Yukarıda anlatılanlar birçoğumuza masal gibi geliyordur. Hatta “Hadi canım bu kadar da olmaz.” diyenlerimiz bile vardır belki de. “Değil bırakılan paraları, taşı bile söker götürürler.” dediğinizi duyar gibiyim. Maalesef her gün medyada soygun, gasp, hırsızlık, dolandırıcılık, sahtekârlık haberlerini gördükçe böyle bir taşın mevcudiyetini hayal bile edemiyorsunuz değil mi? Bugün birçoğumuzun varlığından bile haberdar olmadığı bu taşlar, aslında Osmanlı toplumunda insanların birbirlerine karşı saygı ve sevgisinin derecesini ifade eden, çok yüksek ve ulvî bir anlam taşımaktaydı.

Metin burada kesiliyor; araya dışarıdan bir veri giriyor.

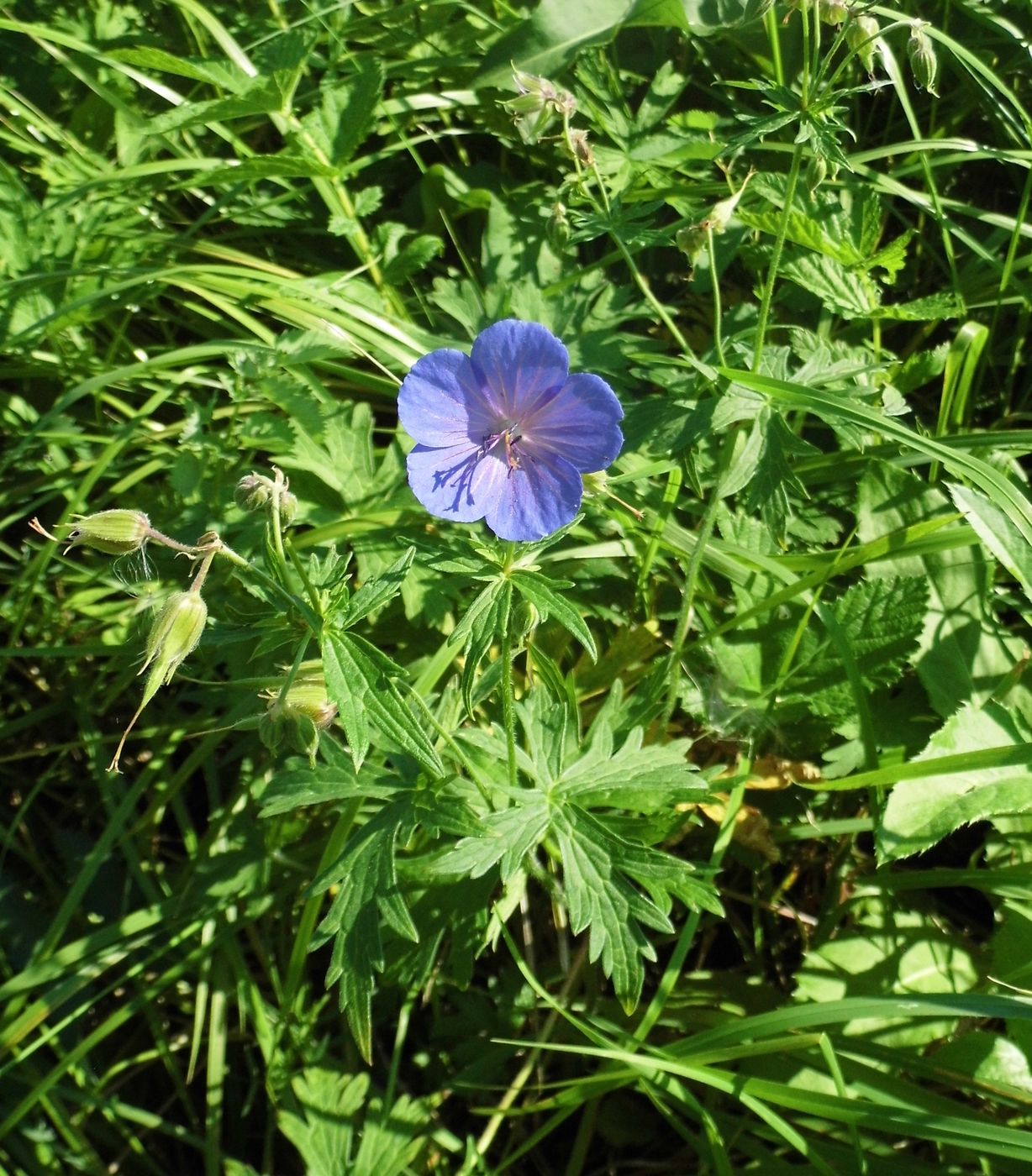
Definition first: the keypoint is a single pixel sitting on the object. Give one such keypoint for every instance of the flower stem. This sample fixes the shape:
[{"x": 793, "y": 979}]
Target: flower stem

Evet, çok ilginç bir taştan bahsediyoruz. Osmanlı’da genellikle cami ve bazen de büyük meydanlar ile imaret ve kütüphane gibi sosyal hizmet veren mekânların önlerinde veya yan taraflarında bulunurdu. Bir buçuk veya iki metre yüksekliğinde granit veya granit görünümünde, üst tarafı oyulmuş silindir veya dikdörtgen sütun şeklinde olurlardı. Bu taşa “sadaka taşı” adını koymuşlardı. Özellikle yatsı namazına giden Müslümanlar, gece karanlığında o gün vermek istedikleri sadakayı o taşın oyuğuna bırakırlardı. Etraf karanlık olduğu için para bırakan kimse bilinmezdi. Aynı şekilde o gün paraya ihtiyacı olan ve fakat kimseden alma imkânı olmayan ihtiyaç içindeki bir başkası da o taşın yanından geçerken elini taşın oyuğuna sokar ve sadece ihtiyacı olduğu kadarını oradan alırdı. 17. yüzyıl İstanbul’unu anlatan bir Fransız gezgin, üzerinde para bulunan bir taşa tam bir hafta boyunca kimsenin gelmediğini yazmıştı. Bir dönem İstanbul’da 173 kadar sadaka taşının tespit edildiği belirtilmektedir. Süleymaniye Camii avlu içinde, Ayasofya Müzesi girişinde, Sultanahmet Camii`nde meydana açılan bahçe kapısın iki yanında, Üsküdar Doğancılar İmrahor Cami yanında, Kocamustafapaşa Sümbül Efendi Camii ve türbesinde, Karacaahmet’teki Miskinler Tekkesi’nin önünde bu gün hala ayakta kalan örnekleri bulunmaktadır. Sadaka taşları sadece İstanbul’da değil, Osmanlı’nın gittiği her yerde mevcuttu. Konya Gevraki Hoca Türbesinin de içinde bulunduğu Yağlıtaş Mezarlığı, Kayseri Yahyalı’daki Şeyh Yahya Türbesi, Karaman’daki İbrala Ocağı, Kastamonu’daki Nasrullah Köprüsü bunlardan sadece bir kaçıdır.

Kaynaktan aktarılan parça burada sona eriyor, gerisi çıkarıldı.